Some 29 of the 58 patients with recurrent high-grade glioma brain tumors, mostly glioblastoma, achieved stable disease after treatment with CAR-T cells for at least two months. There were two partial responses: one complete response and a second complete response after additional CAR-T-cell therapy cycles were delivered under compassionate use. The case was reported in The New England Journal of Medicine in 2016.

“Glioblastomas are extremely aggressive tumors that leave patients with very limited treatment options, especially after they have relapsed, but this study shows the potential of CAR-T-cell therapy in treating brain cancer,” said Christine Brown, PhD, The Heritage Provider Network Professor in immunotherapy and deputy director of the T Cell Therapeutics Research Laboratories at the City of Hope. “This study is also the most extensive evaluation of delivering CAR-T cells directly to a brain tumor, which we pioneered at City of Hope, and sets the foundation for other studies to utilize this approach.”

Response to IL-13Rα2-targeted CAR-T-cell therapy

Participants—all of whom had relapsed after prior treatment for GBM with surgery, chemotherapy, radiation, or all of these therapies—received intracranial injections of CAR-T cells that target IL-13Rα2, which is overexpressed in most glioblastomas. 

Doses of the therapy were escalated as the trial progressed and all doses tested were well-tolerated. Three routes of administration were evaluated: direct injection to the tumor site, infusion into the CSF, or injection into both areas.  

The median overall survival for all patients was eight months. The trial culminated in treating a patient cohort that used an optimized manufacturing process and injected CAR-T cells at both the tumor site and into the CSF. For this final patient cohort, researchers were able to establish a maximal feasible dose and found that these patients had the best median overall survival of 10.2 months, which was higher than the expected survival rate of six months in patients with recurrent glioblastoma. 

“These were heavily pretreated patients so we were not sure how they would do with CAR-T cell therapy,” said Behnam Badie, MD, The Heritage Provider Network Professor in gene therapy, chief of neurosurgery at City of Hope and the study’s senior author. “But some of them even did better than how they initially responded to standard of care treatments.”

Delivering therapy and sampling the environment

In addition to evaluating the safety and feasibility of IL13Rα2 CAR T cells delivered locally for this trial, Brown, Badie, and the team also wanted to learn more about which patients might respond best to the therapy. By sampling tumors and CSF at the delivery sites, they found certain markers that were positively associated with survival and CAR-T cell administration and bioactivity, respectively. 

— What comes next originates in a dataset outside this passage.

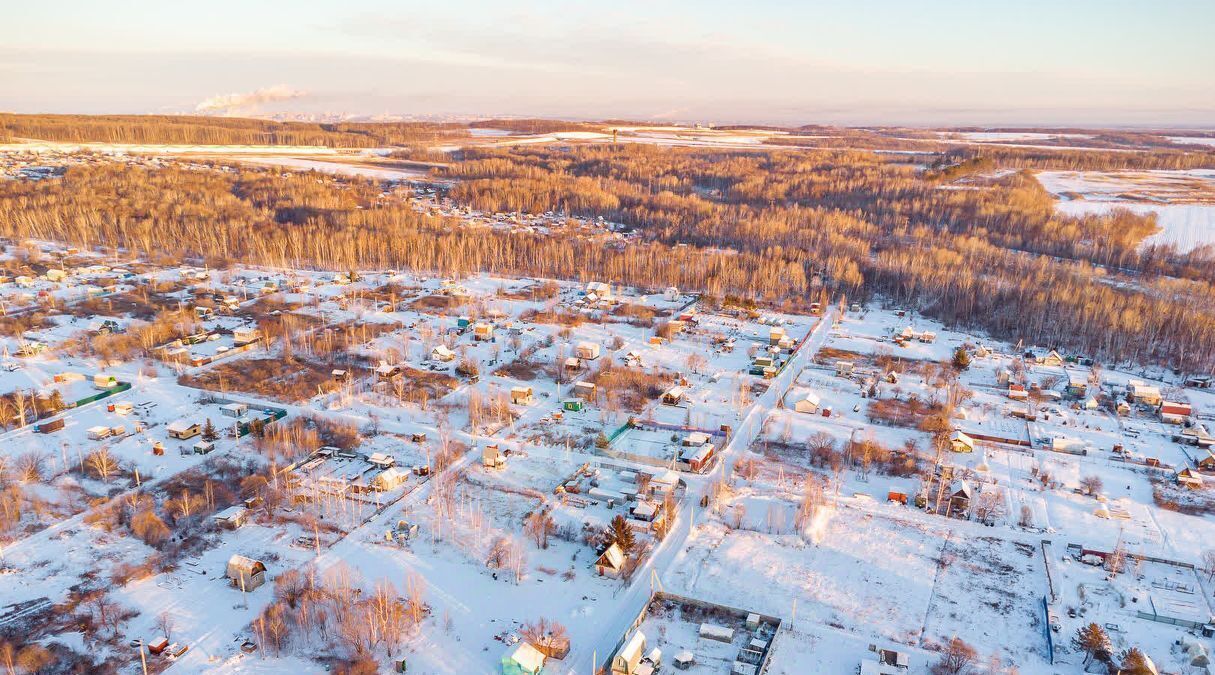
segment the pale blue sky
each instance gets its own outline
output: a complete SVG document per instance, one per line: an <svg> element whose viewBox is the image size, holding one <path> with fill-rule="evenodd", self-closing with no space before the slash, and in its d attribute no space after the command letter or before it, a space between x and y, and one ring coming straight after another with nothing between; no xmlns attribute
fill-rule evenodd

“The idea that you can deliver a therapy and sample the environment at the same time to analyze changes in the brain is very unique and could have a huge impact on the field,” said Badie. “I think people will be adopting these technologies that can help us recognize potential mechanisms of resistance to or failure of therapy.”

Next, the team says that future randomized studies in larger patient cohorts will be needed to confirm and expand their findings related to the critical parameters for successful CAR-T therapy. “Between the positive outcomes we saw in our Phase 1 study and the new avenues we are exploring, we hope our work can have a dramatic impact on the field of immunotherapy and the lives of cancer patients around the world,” said Badie.